As researchers learn more about the role of the gut bacteria in modulating human health and disease, a major question is how broadly these conclusions can be applied among global populations with very different gut microbiomes. Importantly, many world regions are underrepresented in microbiome literature, which is dominated by high-income countries such as the United States. However, in the highly complex environment of the human gut, understanding the impact of these imbalances can be challenging without access to very large sample sizes.
A new study by researchers in the laboratory of Ran Blekhman, PhD, at the University of Chicago and the University of Minnesota delivers an innovative approach to this problem. In a study published on January 22, 2025, in Cell, they present the largest publicly available dataset of its kind, the Human Microbiome Compendium. This initiative worked by uniformly processing more than 160,000 gut microbiome samples from 68 nations – the first time this type of data has been processed at this scale.
“The purpose of our dataset is to take already available studies of different microbiomes from all around the world, from people who are young and old and sick and healthy, and integrate them into one uniform data set”, said co-lead author Samantha Graham, a graduate student at the University of Minnesota. “The utility is that we’re able to find patterns that we wouldn't have been able to find previously.”
16S amplicon sequencing – a method of identifying microorganisms based on a region of their genomes – has long been a mainstay of microbiology due to its ease of use and low cost. While the baseline steps of 16S sequencing and analysis are similar study-to-study, every lab collects and processes its data differently, making it difficult to combine results from multiple projects.
In the new study, instead of relying on summary tables from disparate papers, researchers took on the daunting task of re-processing the raw data from 168,464 samples identically.
On the surface, this may seem like a straightforward, if not time-consuming process of revisiting hundreds of individual projects. But in practice, the researchers found that some of the most challenging technical issues stemmed from choices made by the study authors.
“Every researcher provides their sample data in their own way. Sometimes it's completely absent. Sometimes it's very, very thorough. But most of the time, it’s in very different formats,” said study author Richard Abdill, PhD, the lab manager for Blekhman’s group.
Once the team was able to organize this massive amount of data, the power afforded by such a high sample count allowed them to ask new questions.
Some world regions, such as the United States, have been sampled so extensively that repeated sampling brings few surprises. Other world regions, such as Northern Africa and Western Asia, have had very few studies with publicly available data. The researchers demonstrated how adding just a few samples uncovers much more information about the identity and abundance of microorganisms in these regions, a phenomenon termed the discovery rate.
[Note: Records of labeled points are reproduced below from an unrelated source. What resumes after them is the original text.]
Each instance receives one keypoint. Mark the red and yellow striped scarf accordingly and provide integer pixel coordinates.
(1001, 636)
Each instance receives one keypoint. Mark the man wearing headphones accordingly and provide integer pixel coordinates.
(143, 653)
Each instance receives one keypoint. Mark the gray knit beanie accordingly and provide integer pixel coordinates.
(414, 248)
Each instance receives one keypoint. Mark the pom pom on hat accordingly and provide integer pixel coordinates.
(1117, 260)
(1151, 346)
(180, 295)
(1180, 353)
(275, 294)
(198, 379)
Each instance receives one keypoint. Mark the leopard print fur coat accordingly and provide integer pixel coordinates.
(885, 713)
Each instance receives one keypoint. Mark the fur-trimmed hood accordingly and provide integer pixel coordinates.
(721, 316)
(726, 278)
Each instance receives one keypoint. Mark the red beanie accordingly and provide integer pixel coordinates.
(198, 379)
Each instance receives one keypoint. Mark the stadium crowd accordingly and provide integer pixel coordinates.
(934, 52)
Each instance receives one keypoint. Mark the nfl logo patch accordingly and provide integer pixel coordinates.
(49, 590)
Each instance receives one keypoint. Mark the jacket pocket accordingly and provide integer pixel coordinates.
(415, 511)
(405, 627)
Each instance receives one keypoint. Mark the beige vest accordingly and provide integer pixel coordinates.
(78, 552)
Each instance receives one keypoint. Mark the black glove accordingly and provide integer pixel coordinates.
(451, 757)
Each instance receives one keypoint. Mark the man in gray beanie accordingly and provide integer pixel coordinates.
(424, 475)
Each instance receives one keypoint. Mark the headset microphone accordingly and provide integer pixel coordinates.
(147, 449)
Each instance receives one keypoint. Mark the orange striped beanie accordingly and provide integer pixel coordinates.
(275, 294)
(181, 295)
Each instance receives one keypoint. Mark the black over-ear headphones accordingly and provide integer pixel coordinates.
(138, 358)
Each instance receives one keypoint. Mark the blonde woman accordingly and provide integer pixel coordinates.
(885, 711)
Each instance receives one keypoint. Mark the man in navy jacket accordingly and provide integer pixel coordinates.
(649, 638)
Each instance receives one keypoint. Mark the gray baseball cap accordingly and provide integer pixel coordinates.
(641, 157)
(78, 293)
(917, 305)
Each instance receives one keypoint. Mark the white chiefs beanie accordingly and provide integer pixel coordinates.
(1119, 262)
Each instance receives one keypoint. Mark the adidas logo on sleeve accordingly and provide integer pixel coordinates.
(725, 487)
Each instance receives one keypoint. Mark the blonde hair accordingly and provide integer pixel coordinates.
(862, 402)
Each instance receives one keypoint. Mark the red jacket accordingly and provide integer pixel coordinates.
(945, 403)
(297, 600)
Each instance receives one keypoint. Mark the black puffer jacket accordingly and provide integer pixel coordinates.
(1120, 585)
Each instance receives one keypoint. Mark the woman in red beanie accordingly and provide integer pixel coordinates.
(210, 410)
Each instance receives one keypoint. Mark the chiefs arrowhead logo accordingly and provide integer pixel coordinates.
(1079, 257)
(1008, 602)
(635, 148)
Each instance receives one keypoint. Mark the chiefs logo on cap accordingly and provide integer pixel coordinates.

“From a dollars and cents perspective, you’re going to learn more if you look at microbiomes that haven't been studied as extensively,” said Graham.
Further, the authors identified potential issues in generalizing microbiome patterns to other populations. For example, the proportions of the microbes Bacteroides, Bifidobacterium and Prevotella have well-studied roles in conditions such as obesity and inflammatory bowel disease. However, the researchers showed how many of these organisms have very different patterns of abundance in world regions outside of Europe and North America, calling into question the applicability of findings from Western-centric studies to global populations.
The researchers hope that the Human Microbiome Compendium serves as a resource to others. They noted how such a large sample size would benefit machine learning applications tuned to pick up complex patterns relevant for human health and disease.
They also hope their findings provide perspective for global microbiome research.
“While the larger problem of lopsided representation still exists, we were really excited to be able to quantify the extent of that issue. To try to understand what the implications might be. We have made a big step in that direction,” said Abdill.
This work is supported by NIH grant R01LM013863.